Stanford has Childress and Barnes. The team is playing well late in games, and this is making the difference. They aren’t folding under the pressure. However, they are not impressive in their victories either, with one point victories over UCLA and Arizona State. They simply have a better coach then most. Coach Mike Montgomery has his team playing well, preserving eight point margins and holding off late surges by good teams. This team will outlast many into the NCAA tournament, but don’t look for them to win the conference tournament.

California is the team that thinks it can win the conference tournament, but will likely find out it can’t after pushing its starting line-up to the limit. Coach Ben Braun plays his starters way too much, and even though these young kids can last a long time – I remember my college days (too bad my girlfriend doesn’t) – they can’t last mentally and physically going into the NCAA tournament, especially with teams getting better and better as the tournament progresses. Tamir is good, Shipp is good, Midgley is instant energy, but this team showed its age when it lost to UCLA recently. Remember, UCLA is the worst team in the country.

The Bad

There is a three way battle for the last three spots in the conference tournament. UCLA, USC and Washington are battling for the chance to get beat by Arizona and Stanford/California.

USC can’t seem to hold onto a second half lead. UCLA can’t seem to find a lead. Washington can’t seem to be the team that everybody thought they could have been. It’s too bad; each of these teams had high hopes at the beginning of the season.

Washington was the team that could have been, with a new coach, a returning star and a decent freshmen class making waves in the Pacific Northwest. Who knows, perhaps it was going to be duck hunting season. I constantly refer back to my pick for Conference Player of the Year as proof of my ignorance, but Doug Wrenn still has that ability to take over a game. It’s just that a new coaching staff limited his touches and importance in the offense. It’s like a new athletic director putting his mark on a program. Good luck Dan Guerrero, you’ll need it.

The Predictions

Arizona is going to run away with the Pac-10 title. They are the deepest team in the tournament, and they have the senior leadership to repeat as champions.

Stanford is going to be the team that lasts in the NCAA tournament. They have an experienced coach, who has taken teams to finals of the tournament. True, he doesn’t have the Collins twins to tower over everybody, but he has a couple of players that have the same effect on games. Childress is amazing. I think that he will be one of the best players in the game next season. For now, he will have to figure out a way to get his teammates involved in the offense enough to make it resemble something good. Otherwise, Stanford will have to play the kind of defense that has won it more then one game this year.

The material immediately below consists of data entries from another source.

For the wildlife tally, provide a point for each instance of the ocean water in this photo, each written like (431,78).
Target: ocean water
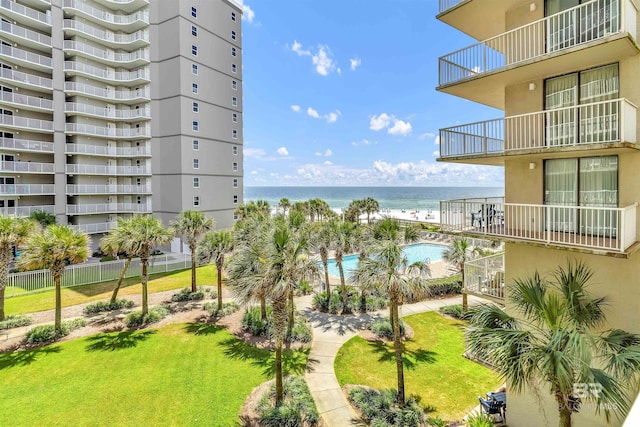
(411,198)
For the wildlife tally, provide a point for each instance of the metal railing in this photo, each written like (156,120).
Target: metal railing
(595,123)
(485,276)
(572,27)
(603,228)
(95,272)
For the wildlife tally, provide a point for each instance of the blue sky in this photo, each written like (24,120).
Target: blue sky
(342,92)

Player of the Year: Joe Shipp, California

Coach of the Year:
Lute Olsen, Arizona

Freshman of the Year:
Ike Diogu, Arizona State

All Pac-10 Team:
Luke Ridnour – PG – Oregon
Joe Shipp – SG – California
Phillip Ricci – SF – Oregon State
Ike Diogu – PF – Arizona State
Amit Tamir – C – California

If you are upset about the lack of Arizona players, you should remember that their ranking is their reward. They are so balanced that I couldn’t take a Wildcat over some other deserving player. Go figure.